Work on River North, adjacent to the East Bank, is already underway. The tech company Oracle bought more than 60 acres in 2021 for a campus that will feature many of the 8,500 workers the company expects to bring to the state. The move is expected to bring thousands through the East Bank daily.
Kempf says the both long-range NashvilleNext plan and the East Bank plan are examples of how Nashville is developing far-reaching strategies as opposed to having to address issues on the back end. Kempf is not a fan of provisional planning.
“So, the question is how much is the city going to guide that development or are we going to allow the private sector to do it in sort of an ad hoc fashion,” Kempf says. “My answer is no more ad hoc development.”
Mobility options, she adds, are now being incorporated into all plans for the city.

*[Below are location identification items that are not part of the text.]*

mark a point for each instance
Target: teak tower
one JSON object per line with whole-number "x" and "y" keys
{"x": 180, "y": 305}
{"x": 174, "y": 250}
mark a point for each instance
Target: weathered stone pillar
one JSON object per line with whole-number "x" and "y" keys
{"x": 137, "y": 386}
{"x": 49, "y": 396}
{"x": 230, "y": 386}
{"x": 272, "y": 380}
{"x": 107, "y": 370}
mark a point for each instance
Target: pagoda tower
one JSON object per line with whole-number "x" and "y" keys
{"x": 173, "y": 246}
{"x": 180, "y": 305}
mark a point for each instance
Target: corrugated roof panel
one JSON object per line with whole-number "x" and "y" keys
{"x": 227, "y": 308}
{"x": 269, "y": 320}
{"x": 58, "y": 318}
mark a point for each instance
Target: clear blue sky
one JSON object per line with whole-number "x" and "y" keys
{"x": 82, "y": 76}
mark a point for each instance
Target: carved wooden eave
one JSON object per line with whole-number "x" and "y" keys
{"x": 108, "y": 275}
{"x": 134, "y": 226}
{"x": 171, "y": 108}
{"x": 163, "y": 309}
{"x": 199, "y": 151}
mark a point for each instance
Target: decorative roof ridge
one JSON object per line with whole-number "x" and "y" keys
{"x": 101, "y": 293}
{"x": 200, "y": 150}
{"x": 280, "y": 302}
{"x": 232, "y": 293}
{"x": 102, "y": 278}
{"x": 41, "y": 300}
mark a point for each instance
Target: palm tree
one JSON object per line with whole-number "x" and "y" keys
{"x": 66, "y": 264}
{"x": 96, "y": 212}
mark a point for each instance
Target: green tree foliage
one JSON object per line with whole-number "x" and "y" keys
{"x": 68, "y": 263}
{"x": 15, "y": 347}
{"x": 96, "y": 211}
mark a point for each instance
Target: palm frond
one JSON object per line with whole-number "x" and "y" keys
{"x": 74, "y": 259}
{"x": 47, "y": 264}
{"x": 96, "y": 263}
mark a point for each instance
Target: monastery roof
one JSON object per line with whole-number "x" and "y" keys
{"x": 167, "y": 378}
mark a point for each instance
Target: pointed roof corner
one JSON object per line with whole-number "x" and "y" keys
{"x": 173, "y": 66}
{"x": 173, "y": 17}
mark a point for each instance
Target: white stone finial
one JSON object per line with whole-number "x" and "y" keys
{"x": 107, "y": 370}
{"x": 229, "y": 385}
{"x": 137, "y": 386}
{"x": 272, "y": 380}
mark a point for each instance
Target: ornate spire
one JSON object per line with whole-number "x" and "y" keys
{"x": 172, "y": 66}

“If you look at the East Bank or the work we are doing with the Global Mall, for example, mobility is a big foundational piece, not an afterthought or how we are structuring those visions.”
The Global Mall at the Crossings, formerly the Hickory Hollow Mall in Antioch, was bought by the city in April 2022. Planning staff are working with community members to understand how they would like to see the site developed, which could include health care space, a performing arts center and mixed-use development that includes retail and residential.
The planning department also performs ongoing studies on transitioning neighborhoods, as well as studies on specific site issues. They are now studying Second Avenue, 88 Hermitage, Downtown Code Bonus Height Program, East Bank, Edgehill and Global Mall.
Transit key to setting priorities
In terms of Nashville’s struggles in getting the effective transit systems strong growth requires, Kempf says Music City parallels other cities.
“If you look at other cities, it is normal for there to be a slow progression toward transit,” Kempf says. “I feel optimistic; I just think that the life cycle of our city is where it is. Some things that we are doing really well now, we didn’t do 10 years ago. As in most cities, Nashville’s planning department must work with nearly all other Metro departments.”
Navigating politics, Withers says, adds an extra layer of complication to Kempf’s job, and she navigates it well.
“She knows how to walk a fine line when trying to get things done,” Withers says. “We have a strong mayor system, and in Metro a lot of our departments sort of run themselves. But you do have to get buy-in from all those departments.”
Nashville’s master plan, NashvilleNext, which was adopted in 2016, projects that Davidson County will have 200,000 more people by 2040. When asked if those numbers still feel on target, Kemp says the actual numbers may be higher, but the plan’s numbers are still usable.
“When we talk to research analysts about whether or not they are on pace regarding projections, what they have said is that Nashville’s growth is exceeding the projections right now, today,” Kempf says. “But I do think they are still relevant, and I think they do mean that focusing on those neighborhood centers is really important.”
The concept of prioritizing neighborhoods over the use of cars is evident when Kemp talks about her time in Italy.
“Everything about Florence makes you excited about urban planning. What Florence does, is it shows well how to give people access to public spaces. They have a very old tradition of surrounding those spaces with a mix of uses with retail and restaurants on the bottom and residential on the top. It’s an old science, but it is the blueprint of what lots of cities need to do. And, you know what? The cars, they come last.”